I tried for many hours to capture this:

“…[C]onsciousness flowed through and around her and into the darkness. She glimpsed the place dimly before her mind blanked itself away from the terror. Without knowing why, her whole being trembled at what she had seen—a region where a wind blew and sparks glared, where rings of light expanded and contracted, where rows of tumescent white shapes flowed over and under and around the lights, driven by darkness and a wind out of nowhere.”^

I don’t think I got there, and I will try again, but I was really excited when this appeared in the viewfinder, and I sort of knew that this—or one of its fraternal siblings—was the one, even though it didn’t quite make it.

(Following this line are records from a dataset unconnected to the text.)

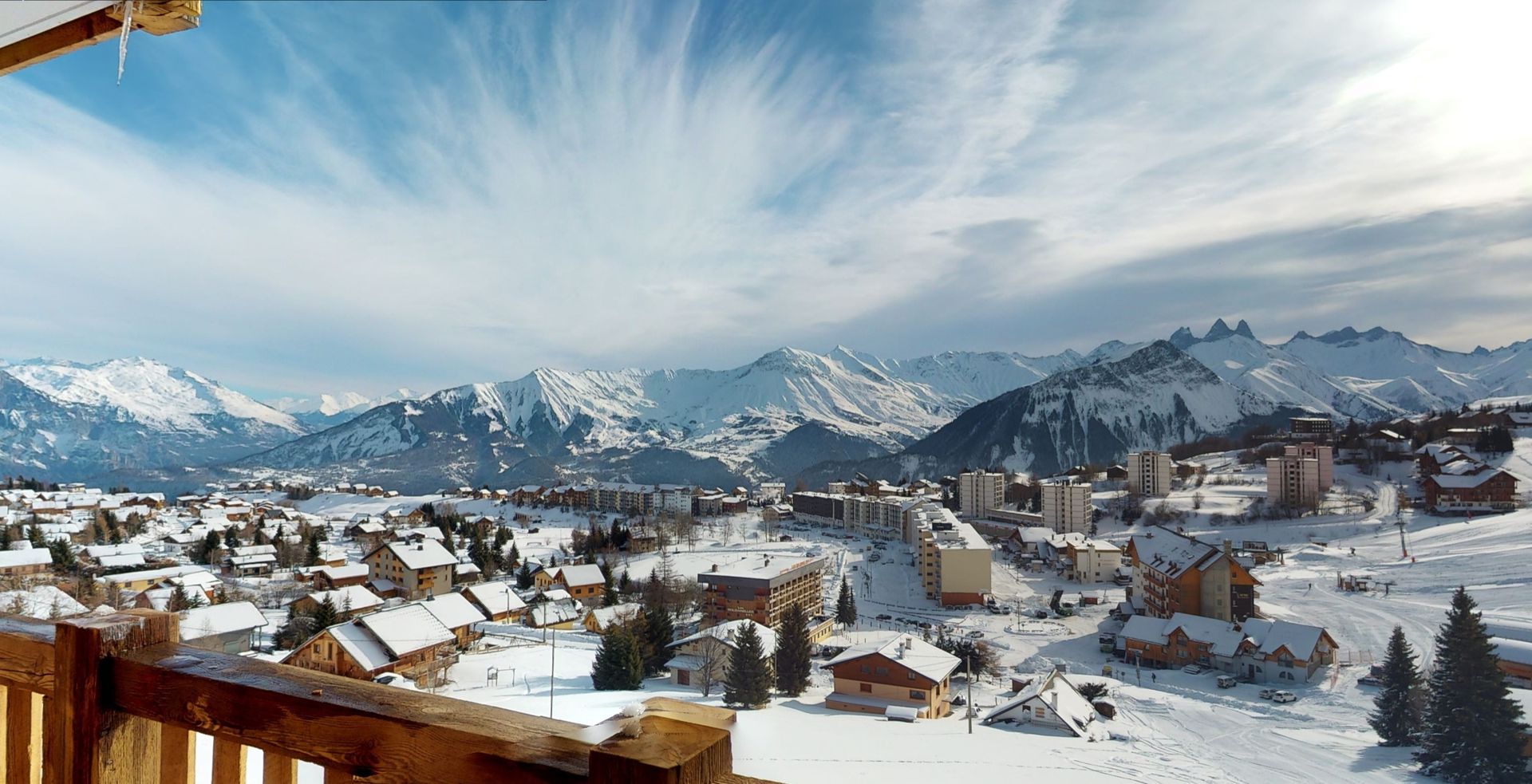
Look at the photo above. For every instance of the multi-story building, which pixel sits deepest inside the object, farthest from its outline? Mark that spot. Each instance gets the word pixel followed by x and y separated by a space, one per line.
pixel 952 557
pixel 822 509
pixel 1067 507
pixel 1149 474
pixel 1301 477
pixel 1488 490
pixel 1092 561
pixel 979 492
pixel 1175 573
pixel 1312 427
pixel 417 569
pixel 762 592
pixel 900 672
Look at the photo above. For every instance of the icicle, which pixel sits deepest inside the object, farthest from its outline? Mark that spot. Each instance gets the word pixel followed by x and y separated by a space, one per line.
pixel 121 40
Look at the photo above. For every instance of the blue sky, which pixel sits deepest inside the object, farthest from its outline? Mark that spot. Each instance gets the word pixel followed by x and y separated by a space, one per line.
pixel 313 198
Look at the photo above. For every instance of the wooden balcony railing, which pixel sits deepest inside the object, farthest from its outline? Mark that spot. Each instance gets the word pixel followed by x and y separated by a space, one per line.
pixel 118 700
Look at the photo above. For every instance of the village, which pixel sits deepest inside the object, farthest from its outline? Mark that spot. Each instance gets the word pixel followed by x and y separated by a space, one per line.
pixel 1070 616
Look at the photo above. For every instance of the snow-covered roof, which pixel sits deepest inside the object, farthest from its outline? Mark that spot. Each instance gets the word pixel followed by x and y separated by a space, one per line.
pixel 357 596
pixel 406 628
pixel 1059 695
pixel 219 619
pixel 909 651
pixel 452 610
pixel 729 630
pixel 498 597
pixel 1518 651
pixel 341 573
pixel 1169 552
pixel 41 602
pixel 428 554
pixel 579 574
pixel 361 645
pixel 114 550
pixel 25 557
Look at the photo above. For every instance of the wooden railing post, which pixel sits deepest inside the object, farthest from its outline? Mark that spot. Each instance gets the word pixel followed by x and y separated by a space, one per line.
pixel 86 742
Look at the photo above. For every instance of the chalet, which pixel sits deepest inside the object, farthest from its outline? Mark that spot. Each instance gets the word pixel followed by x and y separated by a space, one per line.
pixel 1264 651
pixel 556 612
pixel 406 640
pixel 702 659
pixel 904 671
pixel 417 570
pixel 348 602
pixel 1488 490
pixel 230 627
pixel 604 619
pixel 498 601
pixel 1053 702
pixel 584 582
pixel 1175 573
pixel 1515 660
pixel 457 614
pixel 331 577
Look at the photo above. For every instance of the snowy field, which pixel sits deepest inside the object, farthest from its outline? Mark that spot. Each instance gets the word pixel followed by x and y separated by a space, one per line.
pixel 1169 727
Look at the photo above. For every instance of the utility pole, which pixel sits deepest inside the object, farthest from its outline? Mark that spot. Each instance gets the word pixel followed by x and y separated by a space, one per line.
pixel 969 669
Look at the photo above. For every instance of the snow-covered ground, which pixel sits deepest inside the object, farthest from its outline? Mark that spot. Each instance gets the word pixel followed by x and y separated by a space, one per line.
pixel 1171 727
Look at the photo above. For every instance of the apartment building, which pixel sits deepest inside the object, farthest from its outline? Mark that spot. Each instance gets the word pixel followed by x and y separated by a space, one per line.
pixel 979 492
pixel 1175 573
pixel 954 561
pixel 1067 507
pixel 416 569
pixel 1301 477
pixel 1149 474
pixel 762 590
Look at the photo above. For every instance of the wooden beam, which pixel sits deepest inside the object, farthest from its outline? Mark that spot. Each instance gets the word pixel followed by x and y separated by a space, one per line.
pixel 176 755
pixel 155 18
pixel 665 751
pixel 344 725
pixel 54 41
pixel 23 737
pixel 88 742
pixel 26 654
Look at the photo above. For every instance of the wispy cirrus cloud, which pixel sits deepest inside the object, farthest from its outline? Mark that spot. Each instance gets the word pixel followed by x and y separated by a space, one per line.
pixel 431 195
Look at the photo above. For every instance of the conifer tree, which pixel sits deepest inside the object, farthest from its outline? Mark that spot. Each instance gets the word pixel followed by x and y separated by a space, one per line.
pixel 657 631
pixel 1398 715
pixel 1473 729
pixel 748 682
pixel 794 659
pixel 846 605
pixel 619 665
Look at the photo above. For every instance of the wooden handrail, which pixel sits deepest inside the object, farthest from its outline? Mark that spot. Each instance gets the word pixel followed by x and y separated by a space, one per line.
pixel 123 699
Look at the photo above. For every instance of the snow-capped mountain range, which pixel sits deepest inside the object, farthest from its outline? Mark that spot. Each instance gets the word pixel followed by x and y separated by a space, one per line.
pixel 772 417
pixel 328 411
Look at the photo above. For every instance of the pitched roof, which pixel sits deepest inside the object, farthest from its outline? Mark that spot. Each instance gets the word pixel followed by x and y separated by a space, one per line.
pixel 452 610
pixel 406 628
pixel 219 619
pixel 918 656
pixel 728 631
pixel 498 597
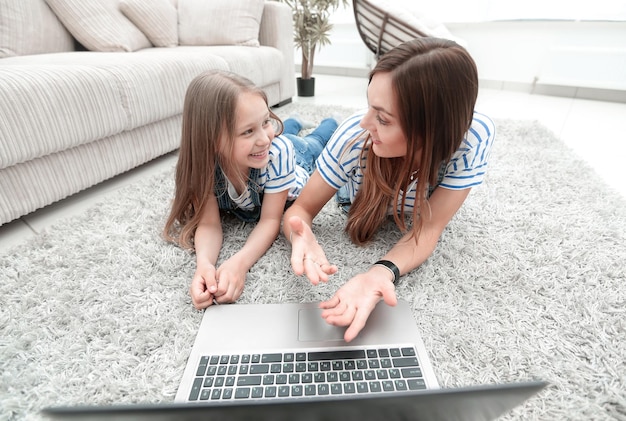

Similarly, I read the quote a few nights ago, and knew that my current macro subject—the Collier Kaleidoscope—had the potential to reveal the tumescence and flowing and wind out of nowhere, if I could somehow harness my limited skills and make the photograph appear.

Close, but not quite.

D7000. Nikkor 24mm f/2.8 ai, reversed on the Nikon 36-72mm f/3.5 E Series, at 72mm. ISO100, 5 seconds (AP mode), f/2.8 & f/3.5. Rather heavy processing in Aperture, but not particularly overblown, and not as much pixel torturing as I’ve done in the past few days (or as much as I put on the set of pictures that I tried to bend to an HDR version of the quote above, but they didn’t work, and I knew they wouldn’t, but knew this one would).

^Herbert, Frank. Dune. (Radnor, Pennsylvania: Chilton Book Company, 1965; Berkley Medalion Edition, Sixth Printing, 1977), 444.